Why you should not blindly trust statistics on per capita GDP based on PPP

Everybody knows that Gross Domestic Product (GDP) should be adjusted for the different level of prices if you want to compare different regions or countries. That is why the GDP based on Purchasing Power Parity (PPP) was created. However, this measure can be quite misleading, and I explain you why.

First of all, price levels are often measured in a bogus way, as I have argued in a previous post. But another fact is even more important, and it is that if a large firm establishes its headquarter in an area that does not have a very large population, its revenues are going to considerably distort the value of the GDP based on PPP. This is especially true if the the given area is not very rich.

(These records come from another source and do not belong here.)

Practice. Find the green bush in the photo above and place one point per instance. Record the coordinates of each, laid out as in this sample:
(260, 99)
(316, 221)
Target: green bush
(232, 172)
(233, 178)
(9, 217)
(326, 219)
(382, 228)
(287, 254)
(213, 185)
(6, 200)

Let's consider the map of the GDP of european regions in PPS: [1,2]

You can see there are regions in central-eastern Europe that are apparently wealthier than many western european regions. Is this really the case? Is the Bucarest region wealthier than Finland and large parts of Germany? Not quite.

So how can we get a realistic picture? There are better measures, like the GfK purchasing power index: [3]

Now everything makes much more sense. The eastern european areas that are classified as having a GDP in PPS way above the european average turn out to be relatively poor areas compared to most of western europe, which is what real world experience tells us.

[1] PPS stands for Purchasing Power Standard. Here we can ignore the technicalities about the difference between PPP and PPS. Interested readers can find some details on the eurostat website.

[2] The map on GDP in PPS was taken from here.

[3] The map on GfK Purchasing Power was taken from here.